Reputation: 103
I'm trying to use Python and Selenium to scrape multiple links on a web page. I'm using find_elements_by_xpath
and I'm able to locate a list of elements but I'm having trouble changing the list that is returned to the actual href
links. I know find_element_by_xpath
works, but that only works for one element.
Here is my code:
path_to_chromedriver = 'path to chromedriver location'
browser = webdriver.Chrome(executable_path = path_to_chromedriver)
browser.get("file:///path to html file")
all_trails = []
#finds all elements with the class 'text-truncate trail-name' then
#retrieve the a element
#this seems to be just giving us the element location but not the
#actual location
find_href = browser.find_elements_by_xpath('//div[@class="text truncate trail-name"]/a[1]')
all_trails.append(find_href)
print all_trails
This code is returning:
<selenium.webdriver.remote.webelement.WebElement
(session="dd178d79c66b747696c5d3750ea8cb17",
element="0.5700549730549636-1663")>,
<selenium.webdriver.remote.webelement.WebElement
(session="dd178d79c66b747696c5d3750ea8cb17",
element="0.5700549730549636-1664")>,
I expect the all_trails
array to be a list of links like: www.google.com, www.yahoo.com, www.bing.com
.
I've tried looping through the all_trails
list and running the get_attribute('href')
method on the list but I get the error:
Does anyone have any idea how to convert the selenium WebElement's to href links?
Any help would be greatly appreciated :)
Upvotes: 4
Views: 20101
Reputation: 1
get_attribute works on elements of that list only, not list itself.

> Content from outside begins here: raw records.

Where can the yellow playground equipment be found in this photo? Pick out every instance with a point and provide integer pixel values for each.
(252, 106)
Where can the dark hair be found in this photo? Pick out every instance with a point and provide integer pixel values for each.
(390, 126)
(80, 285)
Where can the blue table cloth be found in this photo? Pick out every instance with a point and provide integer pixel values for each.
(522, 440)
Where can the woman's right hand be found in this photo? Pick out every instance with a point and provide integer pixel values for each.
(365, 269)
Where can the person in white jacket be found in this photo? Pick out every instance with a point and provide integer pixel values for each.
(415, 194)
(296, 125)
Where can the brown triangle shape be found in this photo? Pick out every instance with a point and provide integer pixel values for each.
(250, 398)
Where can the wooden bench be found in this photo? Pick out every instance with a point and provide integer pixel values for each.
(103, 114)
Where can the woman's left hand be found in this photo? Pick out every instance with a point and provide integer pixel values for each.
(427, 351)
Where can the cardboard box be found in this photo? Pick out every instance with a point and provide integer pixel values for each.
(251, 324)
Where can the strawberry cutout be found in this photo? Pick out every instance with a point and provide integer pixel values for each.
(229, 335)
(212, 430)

For eg :-
def fetch_img_urls(search_query: str):
driver.get('https://images.google.com/')
search = driver.find_element(By.CLASS_NAME, "gLFyf.gsfi")

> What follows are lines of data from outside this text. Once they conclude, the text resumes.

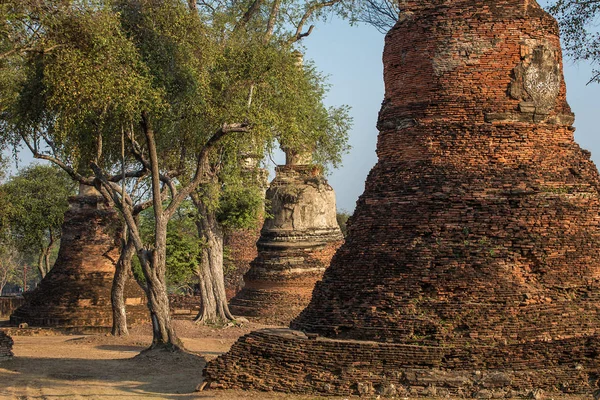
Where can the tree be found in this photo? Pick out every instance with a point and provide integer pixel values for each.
(579, 31)
(38, 198)
(115, 92)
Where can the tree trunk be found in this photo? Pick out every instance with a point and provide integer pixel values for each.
(122, 273)
(154, 266)
(41, 263)
(47, 251)
(213, 301)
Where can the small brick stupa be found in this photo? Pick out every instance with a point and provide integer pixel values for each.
(76, 291)
(5, 347)
(295, 246)
(472, 262)
(241, 243)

search.send_keys(search_query)
search.send_keys(Keys.RETURN)
links=[]
try:
time.sleep(5)
urls = driver.find_elements(By.CSS_SELECTOR,'a.VFACy.kGQAp.sMi44c.lNHeqe.WGvvNb')
for url in urls:
#print(url.get_attribute("href"))
links.append(url.get_attribute("href"))
print(links)
except Exception as e:
print(f'error{e}')
driver.quit()
Upvotes: 0
Reputation: 41
Use it in Singular form as find_element_by_css_selector
instead of using find_elements_by_css_selector
as it returns many webElements in List. So you need to loop through each webElement to use Attribute.
Upvotes: 2
Reputation: 6459
If you have the following HTML:
<div class="text-truncate trail-name">
<a href="http://google.com">Link 1</a>
</div>
<div class="text-truncate trail-name">
<a href="http://google.com">Link 2</a>
</div>
<div class="text-truncate trail-name">
<a href="http://google.com">Link 3</a>
</div>
<div class="text-truncate trail-name">
<a href="http://google.com">Link 4</a>
</div>
Your code should look like:
all_trails = []
all_links = browser.find_elements_by_css_selector(".text-truncate.trail-name>a")
for link in all_links:
all_trails.append(link.get_attribute("href"))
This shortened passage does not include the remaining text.